The Denver City Council on Monday authorised up to $24 million in additional spending on private security services across the city this year. Greater financial latitude — expanding contracts with three different companies — is necessary to meet Denver’s evolving security needs, according to summary documents, particularly around 24/7 shelters for migrants from the southern U.S. border and people who are homeless.
The council approved expanding the maximum amount of an existing contract with Securitas Security Services USA from $25 million to $43 million. That contract, which first went into effect at the beginning of 2022, expires at the end of the year but the city and the company have options to extend it for two more years.
The council also approved expanding contracts with two other firms Advanced Professional Security and Denver Metro Protective Services.

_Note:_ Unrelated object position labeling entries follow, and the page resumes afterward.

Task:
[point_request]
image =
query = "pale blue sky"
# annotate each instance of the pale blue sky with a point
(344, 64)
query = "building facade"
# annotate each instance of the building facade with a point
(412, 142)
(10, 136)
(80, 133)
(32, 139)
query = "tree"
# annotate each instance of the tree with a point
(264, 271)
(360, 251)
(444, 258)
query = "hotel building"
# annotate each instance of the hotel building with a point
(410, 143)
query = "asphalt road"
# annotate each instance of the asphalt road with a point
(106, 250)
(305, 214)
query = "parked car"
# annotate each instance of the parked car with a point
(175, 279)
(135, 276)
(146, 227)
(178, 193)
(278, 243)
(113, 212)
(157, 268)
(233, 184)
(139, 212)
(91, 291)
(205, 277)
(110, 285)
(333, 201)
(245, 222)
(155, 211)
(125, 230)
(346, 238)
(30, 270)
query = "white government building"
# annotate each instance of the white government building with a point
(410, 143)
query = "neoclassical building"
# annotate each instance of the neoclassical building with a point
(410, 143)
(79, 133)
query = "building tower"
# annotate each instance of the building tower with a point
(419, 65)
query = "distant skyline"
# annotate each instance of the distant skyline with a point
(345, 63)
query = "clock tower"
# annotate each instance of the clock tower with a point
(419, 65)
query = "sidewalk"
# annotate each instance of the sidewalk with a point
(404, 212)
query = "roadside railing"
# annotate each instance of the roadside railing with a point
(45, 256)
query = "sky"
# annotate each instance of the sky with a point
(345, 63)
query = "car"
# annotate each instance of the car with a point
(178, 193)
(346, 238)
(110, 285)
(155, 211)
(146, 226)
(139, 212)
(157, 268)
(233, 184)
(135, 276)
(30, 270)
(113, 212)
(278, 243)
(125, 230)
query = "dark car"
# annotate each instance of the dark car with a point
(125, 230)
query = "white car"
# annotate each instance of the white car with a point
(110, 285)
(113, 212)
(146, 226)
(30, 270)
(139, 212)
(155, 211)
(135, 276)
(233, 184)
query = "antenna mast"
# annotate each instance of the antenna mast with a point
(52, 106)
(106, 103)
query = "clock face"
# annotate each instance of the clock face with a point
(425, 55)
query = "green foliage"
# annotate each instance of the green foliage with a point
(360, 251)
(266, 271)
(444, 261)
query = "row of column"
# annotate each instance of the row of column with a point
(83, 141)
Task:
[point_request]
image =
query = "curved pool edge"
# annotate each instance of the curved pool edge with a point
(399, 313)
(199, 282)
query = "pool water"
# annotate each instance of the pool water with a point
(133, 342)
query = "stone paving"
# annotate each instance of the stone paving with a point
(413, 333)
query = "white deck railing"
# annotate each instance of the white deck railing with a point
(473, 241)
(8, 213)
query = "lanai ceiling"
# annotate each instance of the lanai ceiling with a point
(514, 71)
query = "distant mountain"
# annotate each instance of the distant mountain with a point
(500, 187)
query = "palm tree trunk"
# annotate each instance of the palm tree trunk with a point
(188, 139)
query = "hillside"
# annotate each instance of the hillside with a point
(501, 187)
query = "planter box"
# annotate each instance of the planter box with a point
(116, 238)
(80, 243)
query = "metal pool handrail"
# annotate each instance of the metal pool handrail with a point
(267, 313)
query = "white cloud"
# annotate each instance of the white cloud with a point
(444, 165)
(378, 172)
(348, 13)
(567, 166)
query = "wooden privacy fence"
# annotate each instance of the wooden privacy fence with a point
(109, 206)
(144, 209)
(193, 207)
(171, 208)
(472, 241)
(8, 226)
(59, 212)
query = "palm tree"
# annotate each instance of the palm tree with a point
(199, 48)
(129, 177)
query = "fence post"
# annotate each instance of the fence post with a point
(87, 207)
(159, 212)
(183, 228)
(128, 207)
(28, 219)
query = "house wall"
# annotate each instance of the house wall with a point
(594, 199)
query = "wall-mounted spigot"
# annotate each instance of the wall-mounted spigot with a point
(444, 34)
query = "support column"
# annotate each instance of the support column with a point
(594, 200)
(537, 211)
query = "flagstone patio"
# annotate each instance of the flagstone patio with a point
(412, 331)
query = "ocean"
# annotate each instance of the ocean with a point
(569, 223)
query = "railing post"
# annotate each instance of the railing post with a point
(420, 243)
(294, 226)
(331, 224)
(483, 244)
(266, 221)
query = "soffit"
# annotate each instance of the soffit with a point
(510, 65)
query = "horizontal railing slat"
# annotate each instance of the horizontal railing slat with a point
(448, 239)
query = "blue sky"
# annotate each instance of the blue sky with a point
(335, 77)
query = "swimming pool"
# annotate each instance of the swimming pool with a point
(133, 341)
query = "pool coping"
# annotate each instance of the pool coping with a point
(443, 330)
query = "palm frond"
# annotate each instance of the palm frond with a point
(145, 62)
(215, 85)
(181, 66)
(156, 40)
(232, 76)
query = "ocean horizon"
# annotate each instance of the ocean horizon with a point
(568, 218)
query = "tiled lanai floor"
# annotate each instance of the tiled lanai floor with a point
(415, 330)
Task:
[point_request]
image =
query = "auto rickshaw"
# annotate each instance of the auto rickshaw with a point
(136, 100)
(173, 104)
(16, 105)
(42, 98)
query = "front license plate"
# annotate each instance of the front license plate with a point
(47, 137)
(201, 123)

Those on-call contracts originally reached their maximum billable amounts at $400,000 but are now authorized to draw down as much as $3.4 million in taxpayer dollars before the end of the year.
Nicol Suddreth, the city’s contract supervisor with the Department of General Services, told council members at a committee meeting last month that the three companies provide security service at more than 30 municipal facilities across Denver.
The demand for the services has grown substantially over the past two years, according to city officials, particularly thanks to the need to provide more 24-hour services at an expanded portfolio of city shelter facilities for migrants and people who are homeless.
When Denver first signed its contract with Securitas, the company dedicated 175 guards to the city’s needs. That number reached 250 earlier this year, Suddreth said last month.
The company provides on-site security for three former hotels that have been converted into homeless shelters as part of Mayor Mike Johnston’s All In Mile High homeless initiative.